Previous documents released by MPs on the work and pensions committee and the business, energy and industrial strategy committee showed the Big Four financial services firms - KPMG, EY, PwC and Deloitte – had billed Carillion, pension schemes and the government £71m, for their work over the past 10 years
Questioned by Labour MP Frank Field, chair of the work and pensions committee, if the audit market is working well, Mr Murchison said: "There appears to be a lack of competition in a key part of the financial system that periodically causes a lot of other participants in that system a lot of trouble, and therefore I would like to see more competition."
Kiltearn Partners was considering suing the contractor over suspicions that its directors knew the company was in trouble, it was revealed in documents published by the committees.

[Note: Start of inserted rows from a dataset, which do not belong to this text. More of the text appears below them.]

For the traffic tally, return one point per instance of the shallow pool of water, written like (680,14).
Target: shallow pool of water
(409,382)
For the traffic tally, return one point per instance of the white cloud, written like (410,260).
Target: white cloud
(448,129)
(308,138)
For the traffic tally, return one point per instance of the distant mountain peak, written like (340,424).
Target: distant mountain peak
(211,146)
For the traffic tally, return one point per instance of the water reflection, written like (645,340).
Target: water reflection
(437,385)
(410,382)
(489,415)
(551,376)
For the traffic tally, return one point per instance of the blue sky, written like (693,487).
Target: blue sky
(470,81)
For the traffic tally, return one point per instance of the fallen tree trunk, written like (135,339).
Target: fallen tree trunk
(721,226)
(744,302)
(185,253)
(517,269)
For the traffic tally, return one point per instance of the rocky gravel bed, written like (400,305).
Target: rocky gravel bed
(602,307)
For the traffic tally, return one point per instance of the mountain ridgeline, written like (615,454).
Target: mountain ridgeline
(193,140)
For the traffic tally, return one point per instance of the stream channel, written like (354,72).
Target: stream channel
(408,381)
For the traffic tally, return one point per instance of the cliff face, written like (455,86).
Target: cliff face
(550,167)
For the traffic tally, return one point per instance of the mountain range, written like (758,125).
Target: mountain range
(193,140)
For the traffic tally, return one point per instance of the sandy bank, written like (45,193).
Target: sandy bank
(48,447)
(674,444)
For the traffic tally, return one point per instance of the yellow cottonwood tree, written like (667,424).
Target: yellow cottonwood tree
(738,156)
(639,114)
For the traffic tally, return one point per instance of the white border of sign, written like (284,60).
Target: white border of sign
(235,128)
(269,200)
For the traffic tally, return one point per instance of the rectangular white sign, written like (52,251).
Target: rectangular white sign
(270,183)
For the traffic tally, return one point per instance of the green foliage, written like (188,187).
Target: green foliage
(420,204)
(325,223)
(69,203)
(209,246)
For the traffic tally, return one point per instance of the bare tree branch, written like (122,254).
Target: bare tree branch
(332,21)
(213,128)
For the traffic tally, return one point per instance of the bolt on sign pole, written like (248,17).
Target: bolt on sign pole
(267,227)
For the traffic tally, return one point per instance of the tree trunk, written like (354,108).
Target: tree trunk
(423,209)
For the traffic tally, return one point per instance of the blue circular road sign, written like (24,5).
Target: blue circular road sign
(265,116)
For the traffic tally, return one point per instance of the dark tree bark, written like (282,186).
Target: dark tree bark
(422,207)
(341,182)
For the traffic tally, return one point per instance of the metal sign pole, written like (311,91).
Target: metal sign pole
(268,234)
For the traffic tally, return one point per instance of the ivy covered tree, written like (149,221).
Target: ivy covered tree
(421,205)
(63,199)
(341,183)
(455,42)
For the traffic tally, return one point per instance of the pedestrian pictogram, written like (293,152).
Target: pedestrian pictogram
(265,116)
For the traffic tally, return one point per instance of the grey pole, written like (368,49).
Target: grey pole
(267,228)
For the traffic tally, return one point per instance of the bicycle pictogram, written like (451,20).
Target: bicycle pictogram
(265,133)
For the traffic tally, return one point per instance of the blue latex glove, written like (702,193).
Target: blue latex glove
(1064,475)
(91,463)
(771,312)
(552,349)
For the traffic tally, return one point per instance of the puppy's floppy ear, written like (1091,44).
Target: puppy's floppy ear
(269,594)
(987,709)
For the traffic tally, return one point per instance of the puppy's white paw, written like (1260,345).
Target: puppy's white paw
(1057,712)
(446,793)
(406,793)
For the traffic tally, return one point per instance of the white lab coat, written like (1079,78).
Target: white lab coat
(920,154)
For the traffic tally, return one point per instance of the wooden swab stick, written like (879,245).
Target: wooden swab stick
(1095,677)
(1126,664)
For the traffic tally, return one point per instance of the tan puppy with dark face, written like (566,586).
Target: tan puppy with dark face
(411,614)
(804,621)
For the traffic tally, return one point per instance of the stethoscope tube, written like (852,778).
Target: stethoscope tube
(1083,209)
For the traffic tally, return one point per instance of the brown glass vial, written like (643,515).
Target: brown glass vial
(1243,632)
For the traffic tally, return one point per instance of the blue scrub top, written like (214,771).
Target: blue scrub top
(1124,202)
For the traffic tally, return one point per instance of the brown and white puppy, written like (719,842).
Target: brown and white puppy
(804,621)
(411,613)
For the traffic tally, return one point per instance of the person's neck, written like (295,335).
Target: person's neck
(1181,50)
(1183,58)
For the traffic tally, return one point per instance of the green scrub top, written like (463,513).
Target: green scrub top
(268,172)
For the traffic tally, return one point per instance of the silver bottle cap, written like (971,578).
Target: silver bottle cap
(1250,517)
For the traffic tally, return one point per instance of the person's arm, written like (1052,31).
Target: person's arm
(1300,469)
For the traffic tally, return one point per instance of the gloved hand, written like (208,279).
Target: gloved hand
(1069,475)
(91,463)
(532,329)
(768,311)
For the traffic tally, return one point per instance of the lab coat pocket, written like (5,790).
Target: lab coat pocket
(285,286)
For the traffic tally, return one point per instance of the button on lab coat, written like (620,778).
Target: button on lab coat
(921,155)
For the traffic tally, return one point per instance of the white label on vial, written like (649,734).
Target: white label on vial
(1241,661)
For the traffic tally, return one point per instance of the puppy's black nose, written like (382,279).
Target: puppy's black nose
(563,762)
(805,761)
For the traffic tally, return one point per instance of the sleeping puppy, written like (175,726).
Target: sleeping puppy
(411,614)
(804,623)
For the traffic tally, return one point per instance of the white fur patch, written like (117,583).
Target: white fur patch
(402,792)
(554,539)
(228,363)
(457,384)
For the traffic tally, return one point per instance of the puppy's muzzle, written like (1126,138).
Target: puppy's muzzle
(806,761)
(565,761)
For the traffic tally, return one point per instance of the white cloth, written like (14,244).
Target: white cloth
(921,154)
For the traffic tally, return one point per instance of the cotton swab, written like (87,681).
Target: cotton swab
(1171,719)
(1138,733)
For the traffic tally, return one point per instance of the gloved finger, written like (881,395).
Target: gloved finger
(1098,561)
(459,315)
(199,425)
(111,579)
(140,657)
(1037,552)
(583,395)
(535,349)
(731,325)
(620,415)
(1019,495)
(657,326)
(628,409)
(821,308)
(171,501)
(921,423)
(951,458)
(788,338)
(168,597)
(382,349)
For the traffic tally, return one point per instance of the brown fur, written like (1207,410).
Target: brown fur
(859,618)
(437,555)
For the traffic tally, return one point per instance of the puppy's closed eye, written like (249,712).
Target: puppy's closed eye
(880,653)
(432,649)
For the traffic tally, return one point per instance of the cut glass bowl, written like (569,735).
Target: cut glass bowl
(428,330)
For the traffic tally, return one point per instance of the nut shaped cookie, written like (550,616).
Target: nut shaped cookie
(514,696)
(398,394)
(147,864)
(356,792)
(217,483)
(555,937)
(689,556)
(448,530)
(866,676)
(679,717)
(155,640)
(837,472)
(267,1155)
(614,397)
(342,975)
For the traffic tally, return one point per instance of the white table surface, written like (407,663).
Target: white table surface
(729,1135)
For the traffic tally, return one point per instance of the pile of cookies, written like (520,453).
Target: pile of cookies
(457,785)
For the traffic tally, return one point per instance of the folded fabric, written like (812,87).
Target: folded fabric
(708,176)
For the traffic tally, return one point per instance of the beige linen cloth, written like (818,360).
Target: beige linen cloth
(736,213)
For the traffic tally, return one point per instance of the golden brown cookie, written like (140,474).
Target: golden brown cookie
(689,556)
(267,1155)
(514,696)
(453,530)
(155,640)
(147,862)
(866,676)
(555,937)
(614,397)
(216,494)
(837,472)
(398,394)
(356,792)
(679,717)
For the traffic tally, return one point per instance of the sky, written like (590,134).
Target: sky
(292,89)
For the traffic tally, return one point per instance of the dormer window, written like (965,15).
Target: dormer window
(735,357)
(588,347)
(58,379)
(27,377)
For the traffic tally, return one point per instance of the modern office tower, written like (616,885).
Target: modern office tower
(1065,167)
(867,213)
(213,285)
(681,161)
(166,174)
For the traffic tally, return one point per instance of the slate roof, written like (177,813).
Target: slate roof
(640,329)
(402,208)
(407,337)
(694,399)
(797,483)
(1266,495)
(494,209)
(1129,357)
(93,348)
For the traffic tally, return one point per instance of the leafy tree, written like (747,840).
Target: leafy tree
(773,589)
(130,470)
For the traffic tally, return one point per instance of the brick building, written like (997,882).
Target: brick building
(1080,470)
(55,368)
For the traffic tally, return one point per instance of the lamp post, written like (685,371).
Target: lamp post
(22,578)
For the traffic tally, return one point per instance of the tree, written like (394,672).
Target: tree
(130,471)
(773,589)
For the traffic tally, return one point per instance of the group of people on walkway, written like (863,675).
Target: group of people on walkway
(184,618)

If the failed contractor had not gone into liquidation, Kiltearn would have "considered participation in civil legal action against Carillion with a view to recovering a proportion of its clients' crystalised losses," Mr Murchison said at the time.
Carillion's defined benefit (DB) pension schemes are all either in the retirement fund of last resort, the Pension Protection Fund (PPF), or will soon enter it, meaning many members face a cut to their pension provision.
It has 13 final salary schemes in the UK with more than 28,500 members, and a deficit of £587m at the end of July.
Carillion, which employs about 43,000 people, has been struggling for several months, issuing a profit warning last year that sank its share price – which has fallen from more than £2 a year ago to about 14.2p just before it went into administration.